Coding sequences of its glycoprotein (G) genes were found to be similar to the three other presently-classified novirhabdoviruses, VHSV, IHNV, and Hirame rhabdovirus (HIRRV), with between 36% and 47% amino acid identity.

==Structure==
SHRV is an enveloped, bullet-shaped RNA virus measuring approximately 170 nm x 60 nm with an electron dense nucleocapsid.

==Genome==
The SHRV genome is a non-segmented, negative sense RNA genome that is approximately 11,550 nucleotides in length, with six ORFs, including the matrix (M) gene, the nonvirion (NV) gene, the nucleoprotein (N) gene, the phosphoprotein (P) gene, the polymerase (large protein, L) gene, and the viral glycoprotein gene (G), arranged in the following order: 3'-N-P-M-G-NV-L-5'.

==Replication==
Viral replication occurs at both 15 °C and 28 °C in cell line derived from snakehead and carp, although the optimal temperature range for viral replication is between 28 °C and 31 °C.

==Stability==
SHRV has been demonstrated to become inactivated following treatment with acid (pH = 3), chloroform (50%), and heat (56 °C). SHRV in distilled water can be completely inactivated by less than five minutes of exposure to 12.5 ppm chlorine, 50 ppm iodine, or a 1:2000 dilution of peroxygen disinfectant.
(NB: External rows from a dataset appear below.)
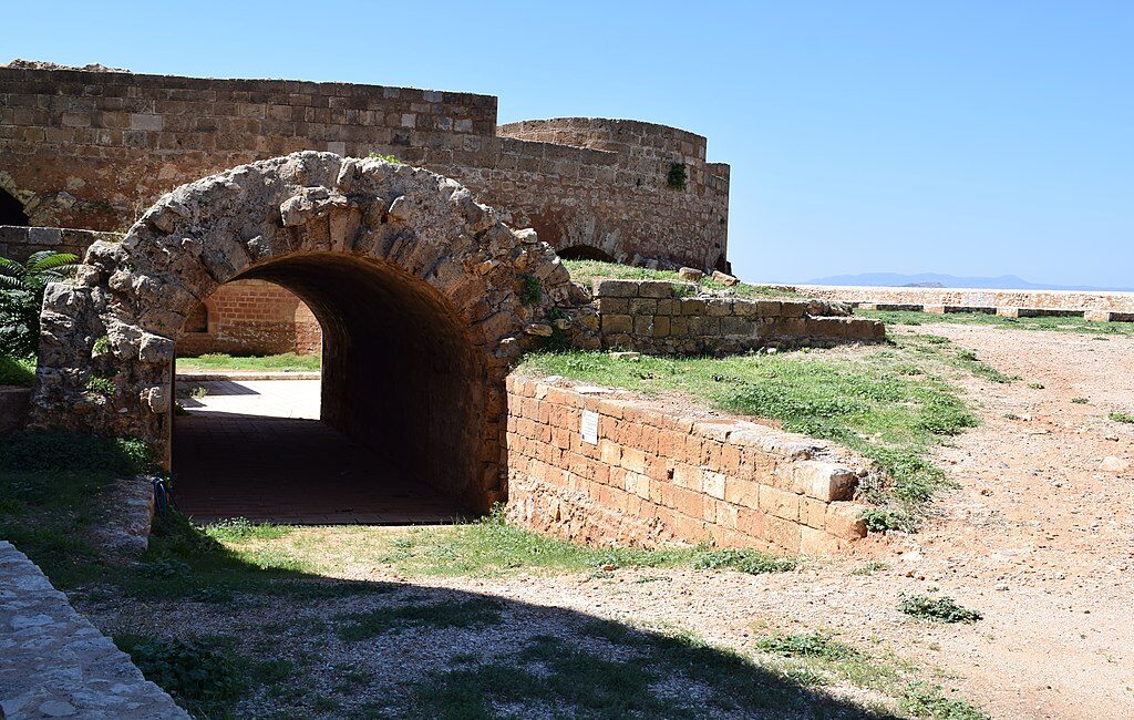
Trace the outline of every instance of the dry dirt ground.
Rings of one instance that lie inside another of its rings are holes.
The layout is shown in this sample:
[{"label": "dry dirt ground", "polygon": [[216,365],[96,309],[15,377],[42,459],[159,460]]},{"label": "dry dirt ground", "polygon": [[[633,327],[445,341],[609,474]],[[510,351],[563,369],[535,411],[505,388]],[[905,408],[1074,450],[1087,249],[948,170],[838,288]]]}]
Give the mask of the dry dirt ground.
[{"label": "dry dirt ground", "polygon": [[[828,630],[924,667],[996,718],[1134,717],[1134,425],[1107,417],[1134,410],[1134,338],[946,324],[917,330],[947,336],[1019,376],[1008,384],[959,381],[983,423],[938,451],[959,489],[940,495],[938,516],[919,534],[872,536],[850,557],[759,576],[627,569],[407,584],[361,551],[345,551],[331,574],[395,583],[401,592],[500,598],[524,608],[523,625],[553,627],[567,611],[680,628],[742,651],[775,630]],[[1105,461],[1126,469],[1102,469]],[[852,575],[871,561],[886,567]],[[897,610],[902,593],[931,588],[984,619],[940,625]],[[112,629],[138,629],[154,617],[166,628],[263,621],[255,613],[210,618],[184,605],[161,613],[117,603],[85,609]],[[476,642],[475,633],[462,637]],[[397,666],[441,662],[437,652],[428,643],[399,646]],[[383,666],[388,658],[358,660]]]}]

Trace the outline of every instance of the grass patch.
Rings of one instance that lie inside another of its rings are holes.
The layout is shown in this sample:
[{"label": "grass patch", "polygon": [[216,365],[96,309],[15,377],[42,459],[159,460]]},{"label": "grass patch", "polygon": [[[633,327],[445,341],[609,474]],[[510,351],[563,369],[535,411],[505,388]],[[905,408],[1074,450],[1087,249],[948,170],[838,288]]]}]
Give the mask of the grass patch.
[{"label": "grass patch", "polygon": [[228,551],[245,561],[271,550],[313,573],[380,565],[415,577],[491,577],[521,570],[607,574],[620,568],[667,567],[761,574],[789,571],[798,566],[794,558],[709,545],[659,550],[576,545],[510,525],[499,508],[464,525],[295,527],[279,540],[245,536],[223,542]]},{"label": "grass patch", "polygon": [[855,315],[873,317],[886,324],[928,325],[945,323],[950,325],[992,325],[1015,330],[1048,330],[1051,332],[1080,332],[1093,336],[1134,337],[1134,323],[1129,322],[1089,322],[1082,317],[1001,317],[984,313],[921,313],[866,311],[856,310]]},{"label": "grass patch", "polygon": [[878,560],[872,560],[865,565],[858,566],[855,569],[850,570],[850,575],[856,575],[860,577],[870,577],[875,573],[883,573],[889,569],[890,565],[888,562],[879,562]]},{"label": "grass patch", "polygon": [[[671,282],[687,282],[671,270],[649,270],[646,268],[635,268],[619,263],[608,263],[599,260],[565,260],[564,266],[570,272],[570,279],[579,285],[591,288],[592,282],[599,278],[613,278],[616,280],[669,280]],[[795,290],[776,288],[768,285],[748,285],[742,282],[733,287],[726,286],[705,276],[696,283],[703,290],[721,291],[730,290],[736,297],[802,297]]]},{"label": "grass patch", "polygon": [[945,595],[903,594],[898,602],[898,610],[915,618],[939,622],[972,624],[984,617],[979,611],[962,607],[956,600]]},{"label": "grass patch", "polygon": [[902,706],[915,718],[931,720],[990,720],[991,715],[973,708],[963,697],[948,697],[940,685],[911,683]]},{"label": "grass patch", "polygon": [[281,355],[264,355],[236,357],[223,353],[210,353],[197,357],[178,357],[177,372],[193,372],[203,370],[244,370],[244,371],[270,371],[270,372],[319,372],[321,357],[319,354],[296,355],[295,353],[284,353]]},{"label": "grass patch", "polygon": [[338,633],[342,639],[355,643],[393,629],[488,627],[500,621],[501,610],[499,601],[488,598],[392,605],[340,615]]},{"label": "grass patch", "polygon": [[[784,353],[642,356],[624,363],[604,353],[574,351],[528,355],[521,372],[645,393],[687,392],[730,413],[777,420],[785,430],[839,442],[877,461],[889,477],[864,483],[868,499],[887,513],[885,527],[912,530],[933,493],[948,486],[945,473],[925,459],[929,450],[978,423],[945,374],[996,372],[963,353],[946,338],[902,336],[861,358]],[[911,364],[923,374],[911,374]]]},{"label": "grass patch", "polygon": [[29,388],[33,382],[35,382],[33,358],[0,355],[0,386]]}]

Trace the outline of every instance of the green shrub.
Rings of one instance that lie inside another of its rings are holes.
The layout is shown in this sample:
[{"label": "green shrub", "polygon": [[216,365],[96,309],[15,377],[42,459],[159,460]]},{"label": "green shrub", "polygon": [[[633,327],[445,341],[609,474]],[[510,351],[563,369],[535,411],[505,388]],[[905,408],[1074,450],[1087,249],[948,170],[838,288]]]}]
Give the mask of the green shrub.
[{"label": "green shrub", "polygon": [[0,386],[29,387],[35,382],[35,361],[0,355]]},{"label": "green shrub", "polygon": [[693,567],[699,570],[731,569],[750,575],[761,575],[794,570],[799,567],[799,561],[795,558],[782,558],[759,550],[706,550],[694,557]]},{"label": "green shrub", "polygon": [[40,347],[40,310],[49,282],[67,279],[78,259],[43,251],[26,263],[0,257],[0,347],[17,356],[31,356]]},{"label": "green shrub", "polygon": [[915,618],[941,622],[975,622],[983,618],[976,610],[970,610],[945,595],[900,595],[898,610]]},{"label": "green shrub", "polygon": [[244,692],[240,663],[215,642],[116,635],[147,680],[200,714],[214,714]]},{"label": "green shrub", "polygon": [[519,302],[523,305],[535,305],[543,299],[543,285],[535,276],[519,276]]},{"label": "green shrub", "polygon": [[145,443],[70,432],[19,431],[3,439],[0,472],[136,475],[151,468]]}]

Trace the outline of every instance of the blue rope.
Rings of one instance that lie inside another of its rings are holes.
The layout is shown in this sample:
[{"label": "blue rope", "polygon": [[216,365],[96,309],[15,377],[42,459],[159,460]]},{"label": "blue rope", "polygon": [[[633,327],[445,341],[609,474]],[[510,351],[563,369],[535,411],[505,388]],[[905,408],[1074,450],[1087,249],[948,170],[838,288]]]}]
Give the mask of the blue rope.
[{"label": "blue rope", "polygon": [[150,478],[150,482],[153,483],[154,510],[156,510],[158,515],[164,517],[170,506],[169,488],[166,485],[166,478],[154,475]]}]

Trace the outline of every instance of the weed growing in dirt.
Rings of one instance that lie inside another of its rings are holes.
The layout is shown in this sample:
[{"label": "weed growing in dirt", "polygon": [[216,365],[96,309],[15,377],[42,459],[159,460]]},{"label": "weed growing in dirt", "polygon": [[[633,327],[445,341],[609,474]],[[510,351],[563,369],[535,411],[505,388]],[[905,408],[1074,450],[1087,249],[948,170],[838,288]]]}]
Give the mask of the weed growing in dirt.
[{"label": "weed growing in dirt", "polygon": [[210,353],[197,357],[178,357],[177,372],[191,372],[201,370],[247,370],[247,371],[274,371],[274,372],[319,372],[320,355],[296,355],[295,353],[284,353],[281,355],[263,355],[248,357],[234,357],[223,353]]},{"label": "weed growing in dirt", "polygon": [[1100,339],[1106,336],[1134,336],[1134,323],[1091,322],[1082,317],[1001,317],[984,313],[919,313],[856,310],[855,315],[881,320],[888,325],[923,325],[943,323],[951,325],[993,325],[1015,330],[1050,330],[1078,332]]},{"label": "weed growing in dirt", "polygon": [[589,548],[510,525],[498,507],[480,520],[454,526],[390,530],[295,527],[279,540],[225,540],[245,561],[269,550],[308,571],[330,571],[344,561],[389,566],[407,576],[493,576],[511,571],[596,573],[621,568],[696,567],[744,573],[781,573],[798,560],[755,550],[710,545],[642,550]]},{"label": "weed growing in dirt", "polygon": [[869,577],[874,573],[882,573],[889,569],[890,566],[888,562],[879,562],[878,560],[873,560],[871,562],[868,562],[866,565],[856,567],[855,569],[850,570],[850,575],[860,575]]},{"label": "weed growing in dirt", "polygon": [[500,602],[488,598],[392,605],[340,615],[338,633],[347,642],[358,642],[393,629],[486,627],[500,621],[501,610]]},{"label": "weed growing in dirt", "polygon": [[239,540],[276,540],[291,532],[289,525],[273,523],[253,523],[247,518],[235,517],[205,526],[205,534],[219,542]]},{"label": "weed growing in dirt", "polygon": [[0,355],[0,386],[29,387],[35,382],[35,359]]},{"label": "weed growing in dirt", "polygon": [[841,660],[855,653],[849,645],[844,645],[830,635],[822,633],[802,633],[795,635],[771,635],[764,637],[756,647],[761,651],[781,658],[821,658],[823,660]]},{"label": "weed growing in dirt", "polygon": [[962,697],[948,697],[940,685],[911,683],[906,687],[903,708],[915,718],[930,720],[989,720],[990,715]]},{"label": "weed growing in dirt", "polygon": [[147,680],[156,683],[193,714],[225,712],[247,689],[231,643],[218,638],[161,638],[115,635]]},{"label": "weed growing in dirt", "polygon": [[759,550],[702,550],[693,558],[693,567],[699,570],[730,569],[748,575],[763,575],[794,570],[799,567],[799,561]]},{"label": "weed growing in dirt", "polygon": [[945,595],[906,595],[898,602],[898,610],[915,618],[940,622],[975,622],[983,618],[976,610],[964,608]]}]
Exposure of infective virions in cell culture material to 2% formalin reduced infectivity by 99.9% after 5 minutes, and completely after 30 minutes. However, exposure of infectious cell culture material to 0.025% formalin for 60 minutes caused only a negligible reduction in infectivity, and more than 50 ppm chlorine was needed to inactivate the virus Also in cell culture fluids, exposure to 500 ppm iodine for 30 minutes did not reduce infectivity. The virus does not lose infectivity when exposed in cell culture fluids to malachite green for 6 hours at 5 ppm.

==Experimental Infections==

===Snakehead Infections===
Infection studies with SHNV did not produce disease in exposed healthy snakehead murrels.

===Zebrafish Infections===
The first experimental infections conducted with SHRV in zebrafish demonstrated that the NV gene played no important role in the pathogenesis of infection.
Subsequent experimental infections exposed zebrafish embryos, juveniles, and adults to SHRV by immersion and/or intraperitoneal (IP) injection. Whereas embryos and larvae were susceptible to infection by immersion, adult zebrafish were only susceptible to infection by IP injection. Histopathology of infected embryos and juvenile fish revealed vascular monocyte accumulation, accumulation of cellular debris in the gas bladder, necrosis of hepatocytes, and necrosis of pharyngeal epithelial cells. SHRV induced interferon (IFN) and orthomyxovirus resistance (Mx) gene expression in zebrafish at levels dependent on route of inoculation and fish age.